The impact of tumor location and baseline tumor burden on time to tumor progression and post-progression survival is also worthy of independent investigation. Results from the current study suggest GBM exhibiting “true PD” occurs significantly more frequently in tumors near the right internal capsule, thalamus, lentiform nucleus, and temporal lobe, including areas contiguous with the subventricular zone that are associated with poor outcomes [34,35,36]. Additionally, patients with higher enhancing tumor volume, patients who are older, and patients with lower baseline neurological function also had worse outcome. While the impact of tumor size [25, 37], age [38], and neurological status [37,38,39] are known to impact patient outcomes, entangling the interconnectedness of anatomic tumor location and other comorbidities including tumor size and methylation status on outcomes remains a significant challenge.
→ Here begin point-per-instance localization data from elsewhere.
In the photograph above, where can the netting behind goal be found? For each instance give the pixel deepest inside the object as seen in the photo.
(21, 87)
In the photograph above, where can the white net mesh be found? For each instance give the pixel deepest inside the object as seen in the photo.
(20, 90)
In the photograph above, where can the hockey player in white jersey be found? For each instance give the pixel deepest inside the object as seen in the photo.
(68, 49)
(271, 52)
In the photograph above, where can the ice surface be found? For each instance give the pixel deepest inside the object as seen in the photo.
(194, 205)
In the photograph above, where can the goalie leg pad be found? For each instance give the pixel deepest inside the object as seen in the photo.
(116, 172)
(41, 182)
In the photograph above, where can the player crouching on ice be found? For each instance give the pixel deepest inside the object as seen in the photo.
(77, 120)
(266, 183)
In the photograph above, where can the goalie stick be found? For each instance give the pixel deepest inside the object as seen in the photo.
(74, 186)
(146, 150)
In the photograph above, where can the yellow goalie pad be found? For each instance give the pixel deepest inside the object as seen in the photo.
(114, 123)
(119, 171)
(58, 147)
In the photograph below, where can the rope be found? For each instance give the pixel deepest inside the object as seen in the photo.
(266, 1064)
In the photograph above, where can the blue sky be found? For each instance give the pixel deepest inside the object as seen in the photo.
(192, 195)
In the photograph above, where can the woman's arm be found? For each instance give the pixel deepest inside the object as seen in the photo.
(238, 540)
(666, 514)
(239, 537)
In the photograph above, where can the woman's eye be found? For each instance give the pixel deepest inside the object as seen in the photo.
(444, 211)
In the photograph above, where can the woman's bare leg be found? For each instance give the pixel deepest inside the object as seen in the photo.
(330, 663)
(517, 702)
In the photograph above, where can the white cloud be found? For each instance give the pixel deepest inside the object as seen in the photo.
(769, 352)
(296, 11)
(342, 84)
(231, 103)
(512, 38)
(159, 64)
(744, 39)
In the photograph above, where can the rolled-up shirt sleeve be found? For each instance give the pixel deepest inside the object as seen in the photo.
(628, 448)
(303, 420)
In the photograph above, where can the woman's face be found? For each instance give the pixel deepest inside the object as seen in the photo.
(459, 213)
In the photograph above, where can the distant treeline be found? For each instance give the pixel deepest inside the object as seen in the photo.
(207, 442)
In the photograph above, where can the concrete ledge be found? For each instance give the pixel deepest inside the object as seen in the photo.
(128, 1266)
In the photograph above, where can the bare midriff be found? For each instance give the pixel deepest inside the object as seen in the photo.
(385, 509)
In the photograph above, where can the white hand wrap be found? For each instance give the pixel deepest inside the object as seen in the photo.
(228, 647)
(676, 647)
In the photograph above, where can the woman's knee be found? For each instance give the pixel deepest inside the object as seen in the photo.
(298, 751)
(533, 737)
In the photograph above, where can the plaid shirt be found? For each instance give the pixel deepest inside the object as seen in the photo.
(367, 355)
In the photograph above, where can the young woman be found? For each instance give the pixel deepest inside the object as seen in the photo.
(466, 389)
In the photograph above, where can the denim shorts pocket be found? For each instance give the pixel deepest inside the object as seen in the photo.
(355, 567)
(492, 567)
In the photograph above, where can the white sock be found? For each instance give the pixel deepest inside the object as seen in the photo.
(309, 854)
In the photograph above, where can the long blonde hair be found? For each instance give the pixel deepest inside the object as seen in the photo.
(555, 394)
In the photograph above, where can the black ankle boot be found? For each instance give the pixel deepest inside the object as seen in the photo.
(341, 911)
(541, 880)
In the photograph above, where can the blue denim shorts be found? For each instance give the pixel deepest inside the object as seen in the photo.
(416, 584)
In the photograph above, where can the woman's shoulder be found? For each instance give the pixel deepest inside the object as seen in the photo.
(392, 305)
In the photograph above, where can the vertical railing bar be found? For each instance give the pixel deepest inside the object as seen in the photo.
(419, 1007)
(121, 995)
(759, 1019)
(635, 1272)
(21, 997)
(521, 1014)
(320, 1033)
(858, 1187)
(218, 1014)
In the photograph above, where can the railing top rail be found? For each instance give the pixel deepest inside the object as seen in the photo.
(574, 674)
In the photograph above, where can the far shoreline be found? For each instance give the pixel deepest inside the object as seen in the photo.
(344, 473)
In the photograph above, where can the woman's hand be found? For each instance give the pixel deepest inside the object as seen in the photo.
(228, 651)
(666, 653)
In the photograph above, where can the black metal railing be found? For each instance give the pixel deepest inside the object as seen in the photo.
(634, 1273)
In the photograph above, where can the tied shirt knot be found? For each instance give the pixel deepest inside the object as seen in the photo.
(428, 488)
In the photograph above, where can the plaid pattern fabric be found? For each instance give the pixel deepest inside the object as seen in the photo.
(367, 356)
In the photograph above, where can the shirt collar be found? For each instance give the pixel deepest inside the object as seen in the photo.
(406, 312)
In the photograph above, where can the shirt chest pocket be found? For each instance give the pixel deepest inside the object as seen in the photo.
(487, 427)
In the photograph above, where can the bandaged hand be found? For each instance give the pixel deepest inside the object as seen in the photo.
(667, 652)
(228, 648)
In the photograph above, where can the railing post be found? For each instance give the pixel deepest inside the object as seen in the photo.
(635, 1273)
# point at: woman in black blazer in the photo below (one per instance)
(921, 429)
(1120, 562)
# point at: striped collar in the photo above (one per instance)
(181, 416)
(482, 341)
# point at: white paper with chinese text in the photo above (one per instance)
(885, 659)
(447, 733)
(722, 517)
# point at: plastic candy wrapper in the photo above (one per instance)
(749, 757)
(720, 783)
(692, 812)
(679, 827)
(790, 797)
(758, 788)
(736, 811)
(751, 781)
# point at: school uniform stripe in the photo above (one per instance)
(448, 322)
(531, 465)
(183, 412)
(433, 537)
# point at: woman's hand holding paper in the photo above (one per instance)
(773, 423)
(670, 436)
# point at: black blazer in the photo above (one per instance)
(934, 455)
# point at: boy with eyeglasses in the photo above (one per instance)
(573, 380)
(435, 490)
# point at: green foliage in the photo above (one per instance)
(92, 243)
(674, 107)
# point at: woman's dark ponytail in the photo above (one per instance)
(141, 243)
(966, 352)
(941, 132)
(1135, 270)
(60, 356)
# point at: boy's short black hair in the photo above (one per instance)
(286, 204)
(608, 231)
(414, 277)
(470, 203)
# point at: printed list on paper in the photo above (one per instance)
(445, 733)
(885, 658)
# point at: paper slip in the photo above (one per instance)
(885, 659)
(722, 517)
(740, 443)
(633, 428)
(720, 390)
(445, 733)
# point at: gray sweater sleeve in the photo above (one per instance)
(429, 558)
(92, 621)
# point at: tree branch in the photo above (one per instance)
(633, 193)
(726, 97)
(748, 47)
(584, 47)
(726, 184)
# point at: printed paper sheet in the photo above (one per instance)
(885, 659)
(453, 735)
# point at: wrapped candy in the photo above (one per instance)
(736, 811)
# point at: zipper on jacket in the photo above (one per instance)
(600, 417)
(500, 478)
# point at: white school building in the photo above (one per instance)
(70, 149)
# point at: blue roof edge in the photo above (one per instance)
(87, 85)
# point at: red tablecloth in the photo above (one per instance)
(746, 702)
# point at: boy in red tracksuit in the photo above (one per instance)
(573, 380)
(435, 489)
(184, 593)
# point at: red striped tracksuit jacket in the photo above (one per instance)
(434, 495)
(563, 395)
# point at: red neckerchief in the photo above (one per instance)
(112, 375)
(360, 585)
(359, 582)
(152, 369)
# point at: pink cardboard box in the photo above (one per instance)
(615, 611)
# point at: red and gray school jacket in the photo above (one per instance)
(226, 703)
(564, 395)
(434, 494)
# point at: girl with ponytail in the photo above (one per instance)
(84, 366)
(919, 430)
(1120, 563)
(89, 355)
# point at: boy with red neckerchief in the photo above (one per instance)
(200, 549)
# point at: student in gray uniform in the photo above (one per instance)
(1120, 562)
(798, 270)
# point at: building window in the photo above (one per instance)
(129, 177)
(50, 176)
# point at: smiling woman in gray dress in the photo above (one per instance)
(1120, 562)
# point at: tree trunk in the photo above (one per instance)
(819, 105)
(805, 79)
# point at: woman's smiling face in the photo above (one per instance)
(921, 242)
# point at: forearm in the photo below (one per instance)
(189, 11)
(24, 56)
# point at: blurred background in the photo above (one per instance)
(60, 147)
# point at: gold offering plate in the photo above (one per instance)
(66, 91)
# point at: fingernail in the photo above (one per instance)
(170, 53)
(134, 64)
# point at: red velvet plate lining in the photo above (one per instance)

A promising technique for trying to differentiate treatment-related effects from tumor progression is radiomics–or the method of extracting image features from medical images [40]. Results from the current study suggest that a pure radiomic analysis of anatomic MR images at the time of progressive enhancement, within 6 months of starting chemoradiation, results in a 70.6% accuracy of predicting whether they will have a post-progression survival longer than 12 months. Importantly, patients who experienced “true PD” showed a strong correlation between PFS and OS (Fig. 2D), supporting the hypothesis that time to progression is related to overall patient survival in GBM. One of the possible causes for an unsatisfactory accuracy by radiomic analysis is that the MRI acquisition protocols were not standardized across the participating institutions [23], although this may be actually ideal for developing a universally applicable radiomic model. The current radiomic model may benefit from sophisticated algorithms for post-acquisition harmonization of images and radiomic features [41]. Additionally, incorporation of diffusion and perfusion MRI into the radiomics model may improve differentiation of clinical PsP and true PD [42]; however, this information was not collected in the current trial.

Conclusions

The current study examined the control arm of the AVAglio trial to try and identify clinical, molecular, and conventional MRI features associated with “clinically-defined” PsP, or patients exhibiting a short progression-free survival (PFS < 6mo) and a long residual overall survival after progression (ROS > 12mo). Results suggest a combination of well-described characteristics including tumor size, location, MGMT status, age, and KPS score can identify newly diagnosed GBM patients at risk for true tumor progression.